Materials and Methods

Buffers, Plasmids and Antibodies

Buffer A, 25 mM Tris/HCl pH 7.5, 2 mM MgCl2, 2 mM ATP, 50 mM NaCl, 1 mM DTT, 10% (v/v) glycerol, 0.1% (v/v) Triton X-100.

Plasmids for expression of flag-tagged UBB+1 were generously supplied by Prof. Yoon, Yonsei University, Korea.

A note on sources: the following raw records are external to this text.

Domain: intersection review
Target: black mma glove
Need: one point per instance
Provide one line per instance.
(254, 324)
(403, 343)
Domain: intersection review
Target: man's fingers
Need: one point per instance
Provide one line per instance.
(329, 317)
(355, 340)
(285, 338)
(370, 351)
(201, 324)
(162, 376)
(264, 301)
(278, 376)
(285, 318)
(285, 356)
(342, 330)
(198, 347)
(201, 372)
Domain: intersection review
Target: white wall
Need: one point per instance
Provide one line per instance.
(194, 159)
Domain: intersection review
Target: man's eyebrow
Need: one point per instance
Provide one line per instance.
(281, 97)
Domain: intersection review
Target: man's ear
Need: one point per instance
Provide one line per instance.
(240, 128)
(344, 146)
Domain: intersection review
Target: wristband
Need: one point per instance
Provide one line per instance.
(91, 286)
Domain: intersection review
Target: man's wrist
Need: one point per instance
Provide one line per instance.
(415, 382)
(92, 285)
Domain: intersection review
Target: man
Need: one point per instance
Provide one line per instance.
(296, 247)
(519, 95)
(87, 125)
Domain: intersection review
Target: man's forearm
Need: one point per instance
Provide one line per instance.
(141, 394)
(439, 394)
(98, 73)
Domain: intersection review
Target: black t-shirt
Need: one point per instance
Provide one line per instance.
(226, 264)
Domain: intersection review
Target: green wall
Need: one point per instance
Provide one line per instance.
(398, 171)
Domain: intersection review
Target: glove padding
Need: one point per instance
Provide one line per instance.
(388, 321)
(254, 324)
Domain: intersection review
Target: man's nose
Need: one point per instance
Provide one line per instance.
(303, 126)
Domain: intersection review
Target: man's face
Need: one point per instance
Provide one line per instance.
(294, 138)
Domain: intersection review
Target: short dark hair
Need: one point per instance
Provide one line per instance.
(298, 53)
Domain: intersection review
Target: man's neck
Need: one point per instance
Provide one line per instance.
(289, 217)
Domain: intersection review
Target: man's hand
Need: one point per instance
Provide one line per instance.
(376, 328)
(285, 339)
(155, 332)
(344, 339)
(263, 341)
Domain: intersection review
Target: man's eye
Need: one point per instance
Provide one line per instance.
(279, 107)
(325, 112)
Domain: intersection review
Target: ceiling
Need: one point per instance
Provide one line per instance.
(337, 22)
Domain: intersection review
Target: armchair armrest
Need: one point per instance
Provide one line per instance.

The antibodies to p97 have been described previously [16]. Antibodies to human proteasomes were purchased from Enzo. The anti-GFP, anti-flag and anti-β-actin antibodies were purchased from Sigma. Antibodies to HUWE1 have been described previously [17] and were kindly supplied by Prof. Wing, McGill University, Canada. All secondary antibodies were purchased from Dako.

Cell Culture

MelJuso cells, stably transfected to express ubiquitin-G76V-YFP [18], were maintained in Dulbecco’s modified eagle’s media (DMEM) containing 10% fetal bovine serum (Biosera), and supplemented with glutamine, penicillin/streptomycin and 0.25 mg/ml geneticin at 37°C in a humidified atmosphere containing 7.5% CO2.

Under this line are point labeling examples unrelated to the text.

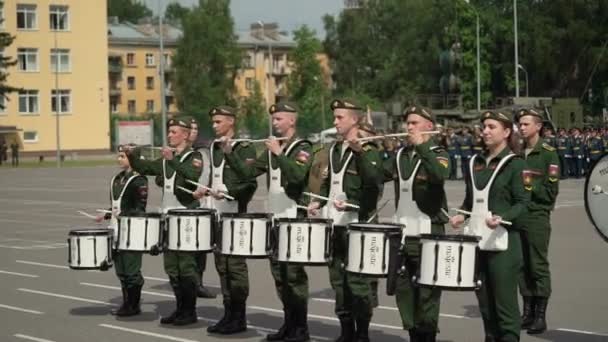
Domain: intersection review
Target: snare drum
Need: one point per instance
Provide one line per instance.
(190, 230)
(368, 247)
(449, 262)
(303, 241)
(246, 235)
(139, 233)
(90, 249)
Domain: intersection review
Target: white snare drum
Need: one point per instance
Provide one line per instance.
(190, 230)
(90, 249)
(368, 247)
(303, 241)
(246, 235)
(139, 233)
(449, 262)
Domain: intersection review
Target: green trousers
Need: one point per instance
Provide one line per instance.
(497, 297)
(354, 292)
(291, 283)
(418, 306)
(535, 280)
(128, 268)
(234, 278)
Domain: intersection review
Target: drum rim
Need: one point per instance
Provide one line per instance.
(585, 196)
(91, 232)
(190, 212)
(303, 220)
(455, 237)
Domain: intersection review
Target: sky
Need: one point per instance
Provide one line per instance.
(290, 14)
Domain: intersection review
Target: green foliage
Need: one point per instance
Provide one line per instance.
(128, 10)
(206, 61)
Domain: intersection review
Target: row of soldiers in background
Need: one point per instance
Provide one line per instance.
(578, 150)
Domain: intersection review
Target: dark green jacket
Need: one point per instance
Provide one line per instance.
(508, 197)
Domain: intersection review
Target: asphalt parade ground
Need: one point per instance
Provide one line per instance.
(41, 299)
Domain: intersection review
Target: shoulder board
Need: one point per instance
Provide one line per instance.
(548, 147)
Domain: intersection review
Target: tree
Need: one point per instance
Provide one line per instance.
(254, 115)
(5, 62)
(306, 84)
(128, 10)
(206, 60)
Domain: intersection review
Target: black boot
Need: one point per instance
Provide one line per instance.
(281, 334)
(238, 320)
(527, 318)
(298, 329)
(362, 330)
(347, 327)
(188, 312)
(539, 325)
(220, 324)
(124, 307)
(178, 299)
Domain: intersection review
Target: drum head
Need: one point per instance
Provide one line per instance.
(191, 212)
(596, 196)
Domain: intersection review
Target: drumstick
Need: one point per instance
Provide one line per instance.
(208, 188)
(508, 223)
(87, 215)
(329, 199)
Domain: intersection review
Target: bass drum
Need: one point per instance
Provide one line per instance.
(596, 196)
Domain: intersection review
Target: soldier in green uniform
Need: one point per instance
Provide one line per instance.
(496, 186)
(232, 270)
(422, 167)
(286, 164)
(542, 176)
(178, 164)
(129, 194)
(352, 168)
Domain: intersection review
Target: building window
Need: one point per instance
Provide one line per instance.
(26, 17)
(63, 97)
(150, 59)
(131, 82)
(28, 101)
(60, 60)
(58, 18)
(130, 59)
(28, 59)
(150, 82)
(30, 136)
(150, 106)
(131, 106)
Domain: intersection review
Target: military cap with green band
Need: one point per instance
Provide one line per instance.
(223, 110)
(283, 107)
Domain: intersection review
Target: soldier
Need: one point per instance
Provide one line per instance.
(422, 167)
(286, 164)
(129, 194)
(177, 165)
(352, 168)
(578, 147)
(542, 173)
(564, 152)
(232, 270)
(496, 183)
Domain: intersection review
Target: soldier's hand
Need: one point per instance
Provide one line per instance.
(456, 221)
(313, 208)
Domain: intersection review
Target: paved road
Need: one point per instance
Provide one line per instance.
(42, 300)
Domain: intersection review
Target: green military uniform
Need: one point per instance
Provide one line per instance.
(361, 184)
(499, 270)
(541, 176)
(127, 264)
(181, 267)
(232, 270)
(419, 306)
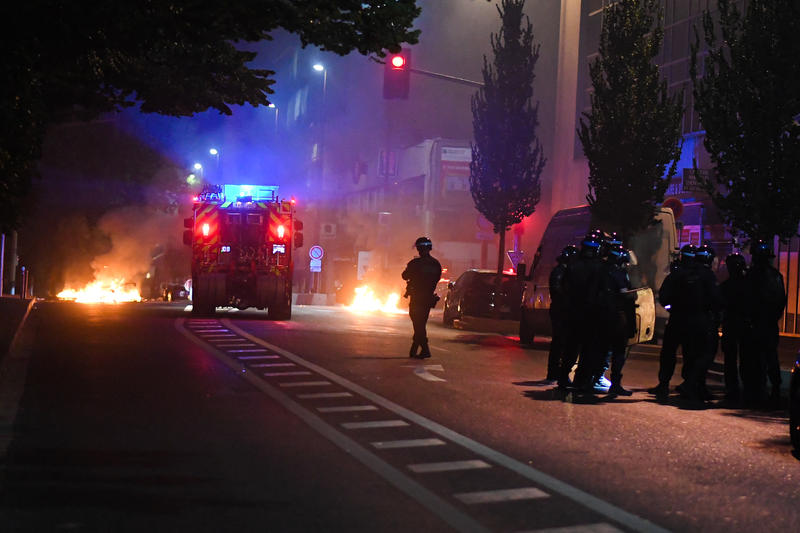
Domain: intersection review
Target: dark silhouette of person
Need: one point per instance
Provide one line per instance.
(734, 295)
(766, 299)
(421, 274)
(559, 311)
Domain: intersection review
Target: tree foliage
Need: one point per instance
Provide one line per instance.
(631, 137)
(747, 93)
(66, 59)
(507, 158)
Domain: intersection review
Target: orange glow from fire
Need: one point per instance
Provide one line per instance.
(106, 292)
(366, 301)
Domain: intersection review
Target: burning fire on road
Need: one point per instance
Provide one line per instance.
(107, 292)
(366, 301)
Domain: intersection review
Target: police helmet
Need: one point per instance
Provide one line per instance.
(705, 255)
(619, 255)
(423, 243)
(688, 253)
(567, 253)
(760, 249)
(736, 264)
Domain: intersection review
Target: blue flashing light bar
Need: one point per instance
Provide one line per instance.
(257, 192)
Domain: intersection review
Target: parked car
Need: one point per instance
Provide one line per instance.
(794, 405)
(473, 294)
(174, 292)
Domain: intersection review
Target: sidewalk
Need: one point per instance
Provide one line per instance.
(13, 311)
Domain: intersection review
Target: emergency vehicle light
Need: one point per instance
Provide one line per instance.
(268, 193)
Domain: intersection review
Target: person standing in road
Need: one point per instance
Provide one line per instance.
(766, 299)
(559, 311)
(421, 274)
(733, 292)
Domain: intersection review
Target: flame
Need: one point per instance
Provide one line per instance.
(366, 301)
(107, 292)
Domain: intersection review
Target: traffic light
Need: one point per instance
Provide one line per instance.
(396, 73)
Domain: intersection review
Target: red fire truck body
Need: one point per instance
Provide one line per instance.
(242, 239)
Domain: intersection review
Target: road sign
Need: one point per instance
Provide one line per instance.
(316, 252)
(515, 257)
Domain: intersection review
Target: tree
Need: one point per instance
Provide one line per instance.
(631, 137)
(507, 158)
(747, 93)
(78, 59)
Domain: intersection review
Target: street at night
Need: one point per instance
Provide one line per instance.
(143, 416)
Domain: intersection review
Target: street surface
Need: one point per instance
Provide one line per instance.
(144, 417)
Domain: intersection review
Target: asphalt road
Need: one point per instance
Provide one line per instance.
(142, 416)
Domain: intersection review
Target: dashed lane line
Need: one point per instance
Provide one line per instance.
(547, 481)
(502, 495)
(375, 424)
(407, 443)
(437, 505)
(448, 466)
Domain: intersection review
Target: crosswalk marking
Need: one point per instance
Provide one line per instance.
(502, 495)
(304, 383)
(409, 443)
(347, 409)
(324, 395)
(448, 466)
(601, 527)
(375, 424)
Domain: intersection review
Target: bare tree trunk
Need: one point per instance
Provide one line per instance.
(498, 282)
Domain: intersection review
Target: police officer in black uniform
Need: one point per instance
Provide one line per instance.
(621, 321)
(668, 357)
(559, 311)
(583, 282)
(733, 293)
(766, 299)
(422, 274)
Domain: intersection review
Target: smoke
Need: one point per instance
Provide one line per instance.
(134, 233)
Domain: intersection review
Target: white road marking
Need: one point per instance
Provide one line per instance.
(502, 495)
(448, 466)
(304, 383)
(408, 443)
(347, 409)
(451, 514)
(602, 527)
(324, 395)
(375, 424)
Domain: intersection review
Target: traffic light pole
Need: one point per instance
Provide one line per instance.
(446, 77)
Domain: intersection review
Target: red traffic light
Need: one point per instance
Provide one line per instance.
(398, 61)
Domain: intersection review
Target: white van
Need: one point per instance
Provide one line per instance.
(652, 250)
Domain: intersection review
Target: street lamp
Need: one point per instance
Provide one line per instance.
(319, 67)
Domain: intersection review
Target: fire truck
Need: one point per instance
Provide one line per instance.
(242, 239)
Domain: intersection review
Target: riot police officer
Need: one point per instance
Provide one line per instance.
(422, 274)
(621, 321)
(766, 299)
(733, 293)
(583, 281)
(672, 332)
(559, 311)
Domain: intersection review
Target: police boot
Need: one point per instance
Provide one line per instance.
(616, 388)
(413, 351)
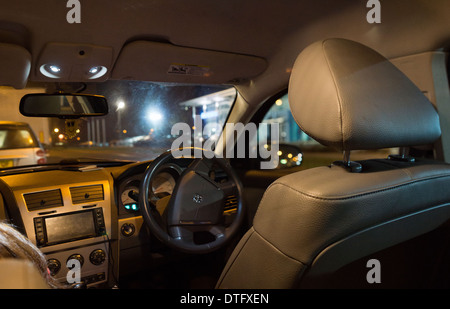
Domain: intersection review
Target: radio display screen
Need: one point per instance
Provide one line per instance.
(69, 227)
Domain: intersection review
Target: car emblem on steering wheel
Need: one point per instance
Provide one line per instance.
(197, 198)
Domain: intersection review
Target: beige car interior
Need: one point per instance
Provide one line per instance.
(310, 224)
(351, 85)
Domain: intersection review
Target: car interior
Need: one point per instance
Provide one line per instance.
(338, 180)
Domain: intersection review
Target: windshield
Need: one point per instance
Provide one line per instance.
(138, 127)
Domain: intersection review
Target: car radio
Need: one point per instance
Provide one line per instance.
(66, 227)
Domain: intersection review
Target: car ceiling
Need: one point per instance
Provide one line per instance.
(272, 31)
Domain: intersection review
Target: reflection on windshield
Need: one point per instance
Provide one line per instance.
(138, 126)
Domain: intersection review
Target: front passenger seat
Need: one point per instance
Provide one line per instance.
(323, 227)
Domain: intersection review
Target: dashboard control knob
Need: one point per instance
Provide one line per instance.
(127, 229)
(77, 257)
(97, 257)
(53, 266)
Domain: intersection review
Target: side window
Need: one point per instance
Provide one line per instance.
(296, 148)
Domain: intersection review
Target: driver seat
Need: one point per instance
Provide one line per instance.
(374, 223)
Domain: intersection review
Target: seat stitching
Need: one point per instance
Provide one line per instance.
(359, 194)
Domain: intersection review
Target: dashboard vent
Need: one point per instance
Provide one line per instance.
(86, 194)
(43, 200)
(230, 204)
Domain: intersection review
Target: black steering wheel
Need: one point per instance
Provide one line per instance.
(196, 205)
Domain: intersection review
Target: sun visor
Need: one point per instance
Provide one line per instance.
(15, 64)
(163, 62)
(68, 62)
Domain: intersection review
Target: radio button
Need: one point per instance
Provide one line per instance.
(77, 257)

Electrophoresis and Blotting

Proteins were separated on 7 cm × 8 cm 12.5% or 8% acrylamide gels. Proteins were transferred to BA83 (Schleicher & Schuell) nitrocellulose membranes and probed with antibodies as indicated.

Transfection

Interfering RNAs specific for human HUWE1, TRIP12 and p97 were purchased as either siRNA #1 ON-TARGETplus SMARTpool from Thermo scientific (HUWE1: J-00718507, J-00718508, J-00718509, J-00718510. TRIP12: J-00718206, J-00718207, J-00718208, J-00718209. VCP/p97: D-00872705, D-00872706, D-00872707, D-00872708. Non-targeting pool: D-00181010) or siRNA #2 FlexiTube siRNA (SI04336178) from Qiagen. The siCONTROL siRNA#1 (Dharmacon) was used as an unspecific control. Trypsinized cells were incubated for 48 hours with a solution containing 50 nM siRNA, 0.001% lipofectamin RNAi MAX in 40% OptiMEM and 60% DMEM supplemented with 10% fetal bovine serum.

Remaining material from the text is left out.